Share

Bab 2: Biaya Pernikahan Zafar

“Apapun alasan berkorban, jangan kesampingkan diri sendiri.”

-o0o-

“Mbak, aku mau nikah. Mbak bantu biaya, iya.”

Suara Zafar dari layar handphone menggema memasuki rungu. Kuamati wajah lelaki pemilik jambang tipis itu dari layar handphone. Mimik wajahnya terlihat penuh harap. Aku tersenyum tipis. Cepat sekali tiba-tiba dia mau menikah. Padahal saat kutinggal mengadu nasib di negara orang dia baru saja disunat.

“Serius mau nikah?” tanyaku dengan kedua sudut bibir terangkat sempurna.

Lelaki itu menaikkan sebelah alisnya. “Iya serius lah, Mbak. Masa bercanda.” Aku terkekeh kecil. “Mbak bantu biaya, iya,” lanjutnya penuh harap.

Sepertinya baru minggu lalu Erni bilang, sebentar lagi adik terakhirku akan menikah dan hanya aku yang belum. Sekarang benar-benar akan terjadi.

“Usiamu masih berapa kok sudah mau menikah?” tanyaku sedikit tak rela adik bungsuku menikah diusia yang sangat muda. Terlebih dia lelaki. “Apa gak enaknya kamu kerja dulu, dikumpulkan, biar masa depanmu dan istrimu cerah nantinya.”

Zafar menggeleng. “Orang tua pacarku menyuruhku cepat-cepat menikahi putrinya.

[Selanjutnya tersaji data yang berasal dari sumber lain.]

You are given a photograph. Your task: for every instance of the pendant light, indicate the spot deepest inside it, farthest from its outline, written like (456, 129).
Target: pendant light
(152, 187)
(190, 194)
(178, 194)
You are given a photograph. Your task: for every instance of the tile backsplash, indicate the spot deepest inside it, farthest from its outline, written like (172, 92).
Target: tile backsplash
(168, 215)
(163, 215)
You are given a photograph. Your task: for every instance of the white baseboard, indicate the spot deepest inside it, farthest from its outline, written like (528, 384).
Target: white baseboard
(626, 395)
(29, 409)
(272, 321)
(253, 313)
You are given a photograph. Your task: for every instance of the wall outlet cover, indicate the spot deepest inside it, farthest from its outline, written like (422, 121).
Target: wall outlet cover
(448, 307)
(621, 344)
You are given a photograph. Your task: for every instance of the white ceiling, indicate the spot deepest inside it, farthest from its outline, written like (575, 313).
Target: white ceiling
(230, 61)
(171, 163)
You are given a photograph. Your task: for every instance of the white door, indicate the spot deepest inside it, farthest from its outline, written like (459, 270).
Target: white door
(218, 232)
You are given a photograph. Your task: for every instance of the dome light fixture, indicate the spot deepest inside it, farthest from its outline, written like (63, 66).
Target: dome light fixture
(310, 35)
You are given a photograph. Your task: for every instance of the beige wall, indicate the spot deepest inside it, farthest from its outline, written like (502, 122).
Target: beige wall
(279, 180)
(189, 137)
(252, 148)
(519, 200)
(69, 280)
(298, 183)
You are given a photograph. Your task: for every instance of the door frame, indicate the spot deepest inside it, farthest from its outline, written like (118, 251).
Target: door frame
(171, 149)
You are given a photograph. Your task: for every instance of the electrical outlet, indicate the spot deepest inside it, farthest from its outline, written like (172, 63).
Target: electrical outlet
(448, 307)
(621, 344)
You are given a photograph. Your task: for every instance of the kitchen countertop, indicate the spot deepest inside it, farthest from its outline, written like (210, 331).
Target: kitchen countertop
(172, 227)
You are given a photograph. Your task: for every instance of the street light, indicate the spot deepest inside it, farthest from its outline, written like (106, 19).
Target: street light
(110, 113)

Kalau enggak, putrinya akan dijodohkan sama pria lain.” Air muka Zafar mendadak berubah datar. “Apa lagi pacarku itu anak pertama, orang tuanya ingin segera menimang cucu.”

Tidak ada yang salah dengan kalimat Zafar, tetapi entah mengapa ada yang aneh dalam dadaku. Mendadak kalbuku nyeri mendengar kalimat terakhir Zafar. Anak pertama, orang tuanya ingin segera menimang cucu. Lantas bagaimana dengan aku? Apakah sebenarnya orang tuaku juga sempat ingin segera menimang cucu dariku? Atau malah mereka sama sekali tak memikirkan itu? Karena pada kenyataannya Ibu dan Bapak saat kita berkabar tidak pernah bertanya kapan aku berencana menikah. Atau selama ini mereka terlampau menghargaiku hingga tak tega melontarkan kalimat itu?

“Gak pengin kerja dulu saja, Le. Kamu masih sangat muda.”

Bukannya aku tak suka adik bungsuku menikah mendahului aku. Hanya saja, aku khawatir dia belum puas menikmati masa muda dan malah menyesal dikemudian hari. Usianya masih dua puluh tiga tahun. Masih enak-enaknya mencari pengalaman sebanyak mungkin untuk ukuran lelaki.

“Menikah gak semudah yang kamu bayangkan, Le. Setelah menikah—“

“Udahlah, Mbak. Aku paham. Aku ngerti, kok. Mbak gak perlu ceramahi aku untuk hal kaya gini. Aku bukan anak kecil lagi. Aku kan cuma minta Mbak bantu aku biaya, itu saja. Bukan malah bantu ceramah. Secara kan diantara kita semua yang pekerjaannya paling enak dan penghasilannya paling besar itu Mbak saja.”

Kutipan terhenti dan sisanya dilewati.